# Matlab dsolve and 'by hand' discrepancies - second order ODE

• Dec 5th 2009, 01:19 PM
iota
Matlab dsolve and 'by hand' discrepancies - second order ODE
Hi

I've recently starting using Matlab and am trying to verify all work that I do by hand using it.

y'' + 4y' + 3y = 5e^-3x

By hand I get

y = A/e^x + B/e^3x - 5x/(2e^3x)

but with dsolve, there's an extra term ...

dsolve('D2y + 4*Dy + 3*y = 5*exp(-x*3)','x')

ans = C5/exp(x) - (5*x)/(2*exp(3*x)) - 5/(4*exp(3*x)) + C6/exp(3*x)

I can't work out what is going on - the ODE is simple to solve by hand so have I made a silly mistake in the matlab implementation?

Thanks for having a look!

Iota
• Dec 5th 2009, 02:24 PM
CaptainBlack
Quote:

Originally Posted by iota
Hi

I've recently starting using Matlab and am trying to verify all work that I do by hand using it.

y'' + 4y' + 3y = 5e^-3x

By hand I get

y = A/e^x + B/e^3x - 5x/(2e^3x)

but with dsolve, there's an extra term ...

dsolve('D2y + 4*Dy + 3*y = 5*exp(-x*3)','x')

ans = C5/exp(x) - (5*x)/(2*exp(3*x)) - 5/(4*exp(3*x)) + C6/exp(3*x)

I can't work out what is going on - the ODE is simple to solve by hand so have I made a silly mistake in the matlab implementation?

Thanks for having a look!

Iota

Both solutions are correct, you can combine the last two terms in the Matlab solution to get your solution.

Quite why M. can't sort this out I don't know.

CB
• Dec 6th 2009, 01:17 AM
iota
Quote:

Originally Posted by CaptainBlack
Both solutions are correct, you can combine the last two terms in the Matlab solution to get your solution.

Quite why M. can't sort this out I don't know.

CB

Thanks CB - of course, it's just a constant term!

Even if I had noticed that I would have still been a little confused. What is really interesting me now though is the underlying algorithm used by M. Where would it have got that value, separate from the other constant term, from? I will try to do some searching about.
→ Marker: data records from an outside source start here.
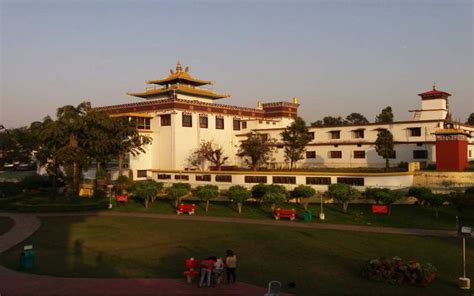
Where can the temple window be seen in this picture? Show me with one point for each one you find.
(420, 154)
(415, 132)
(335, 134)
(187, 120)
(203, 121)
(165, 120)
(236, 124)
(219, 123)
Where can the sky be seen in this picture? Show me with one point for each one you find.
(337, 57)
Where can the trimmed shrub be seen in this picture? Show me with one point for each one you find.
(397, 272)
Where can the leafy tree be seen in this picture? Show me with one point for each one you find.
(386, 116)
(207, 193)
(343, 193)
(178, 191)
(329, 121)
(146, 190)
(303, 192)
(295, 138)
(384, 145)
(384, 196)
(256, 149)
(470, 119)
(238, 194)
(211, 152)
(356, 118)
(274, 198)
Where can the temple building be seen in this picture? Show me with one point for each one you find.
(180, 111)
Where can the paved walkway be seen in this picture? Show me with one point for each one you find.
(16, 283)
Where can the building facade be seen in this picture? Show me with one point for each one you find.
(179, 112)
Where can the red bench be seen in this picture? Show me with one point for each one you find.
(182, 208)
(191, 269)
(123, 198)
(380, 209)
(284, 213)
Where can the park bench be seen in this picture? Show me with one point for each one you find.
(182, 208)
(284, 213)
(191, 269)
(123, 198)
(380, 209)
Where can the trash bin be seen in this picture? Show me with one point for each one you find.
(308, 216)
(27, 257)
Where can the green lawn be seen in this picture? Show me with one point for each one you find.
(320, 262)
(5, 224)
(412, 216)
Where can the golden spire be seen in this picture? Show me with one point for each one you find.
(179, 68)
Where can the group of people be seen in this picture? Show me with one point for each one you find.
(212, 269)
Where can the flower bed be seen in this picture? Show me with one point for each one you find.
(396, 271)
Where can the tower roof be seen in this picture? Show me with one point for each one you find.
(434, 93)
(180, 76)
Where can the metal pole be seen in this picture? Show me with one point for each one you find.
(464, 255)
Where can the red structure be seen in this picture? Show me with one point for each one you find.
(451, 149)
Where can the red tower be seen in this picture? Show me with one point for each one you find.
(451, 149)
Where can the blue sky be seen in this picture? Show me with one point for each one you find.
(337, 57)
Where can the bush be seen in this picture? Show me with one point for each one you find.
(35, 182)
(238, 194)
(9, 189)
(397, 272)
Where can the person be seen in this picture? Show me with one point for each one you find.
(230, 266)
(206, 271)
(218, 270)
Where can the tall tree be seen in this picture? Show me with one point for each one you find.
(295, 138)
(356, 118)
(213, 153)
(470, 119)
(256, 149)
(384, 145)
(386, 116)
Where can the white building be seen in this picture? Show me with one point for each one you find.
(178, 113)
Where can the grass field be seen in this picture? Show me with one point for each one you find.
(412, 216)
(319, 262)
(5, 224)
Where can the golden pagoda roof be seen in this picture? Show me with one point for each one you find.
(180, 76)
(179, 89)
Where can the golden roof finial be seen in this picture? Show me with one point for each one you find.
(179, 68)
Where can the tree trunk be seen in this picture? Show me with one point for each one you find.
(345, 205)
(120, 163)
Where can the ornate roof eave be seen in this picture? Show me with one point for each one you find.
(180, 89)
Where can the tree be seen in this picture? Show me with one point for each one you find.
(146, 190)
(343, 193)
(207, 193)
(178, 191)
(295, 138)
(384, 146)
(238, 194)
(329, 121)
(211, 152)
(384, 196)
(303, 192)
(356, 118)
(386, 116)
(256, 149)
(470, 119)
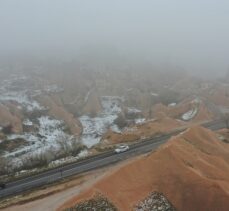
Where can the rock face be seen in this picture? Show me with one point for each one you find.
(155, 202)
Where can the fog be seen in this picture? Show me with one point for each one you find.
(190, 34)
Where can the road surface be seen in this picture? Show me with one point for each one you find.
(91, 163)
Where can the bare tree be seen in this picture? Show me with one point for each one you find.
(225, 118)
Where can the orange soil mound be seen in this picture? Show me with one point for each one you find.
(147, 129)
(191, 170)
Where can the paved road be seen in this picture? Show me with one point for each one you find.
(91, 163)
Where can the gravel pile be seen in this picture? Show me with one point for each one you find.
(155, 202)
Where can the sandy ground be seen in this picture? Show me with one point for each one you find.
(53, 197)
(191, 170)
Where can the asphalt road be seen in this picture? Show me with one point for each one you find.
(91, 163)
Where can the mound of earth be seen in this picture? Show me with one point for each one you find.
(8, 118)
(57, 110)
(191, 170)
(148, 129)
(155, 202)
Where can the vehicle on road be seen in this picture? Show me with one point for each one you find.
(2, 185)
(122, 148)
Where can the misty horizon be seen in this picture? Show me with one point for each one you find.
(190, 35)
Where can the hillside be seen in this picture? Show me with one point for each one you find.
(191, 170)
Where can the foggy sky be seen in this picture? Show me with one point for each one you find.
(193, 34)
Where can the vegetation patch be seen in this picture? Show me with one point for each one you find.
(97, 203)
(155, 202)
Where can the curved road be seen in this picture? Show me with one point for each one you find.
(91, 163)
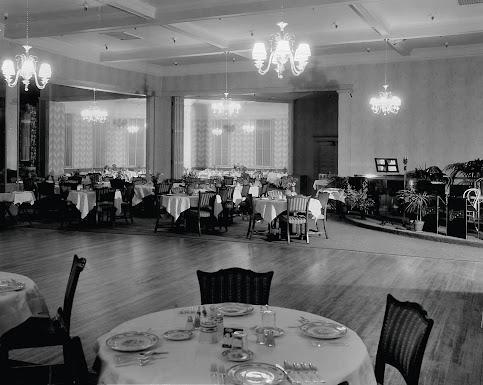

Would be interesting to see how other symbolic solvers behave.

Cheers!

i
• Dec 6th 2009, 02:17 AM
CaptainBlack
Quote:

Originally Posted by iota
Thanks CB - of course, it's just a constant term!

Even if I had noticed that I would have still been a little confused. What is really interesting me now though is the underlying algorithm used by M. Where would it have got that value, separate from the other constant term, from? I will try to do some searching about. Would be interesting to see how other symbolic solvers behave.

Cheers!

i

It will be due to its way of finding a particular integral, and I suspect it then does not realise it can combine similar terms one with a numeric constant coefficient and the other with a symbolic constant coefficient.

CB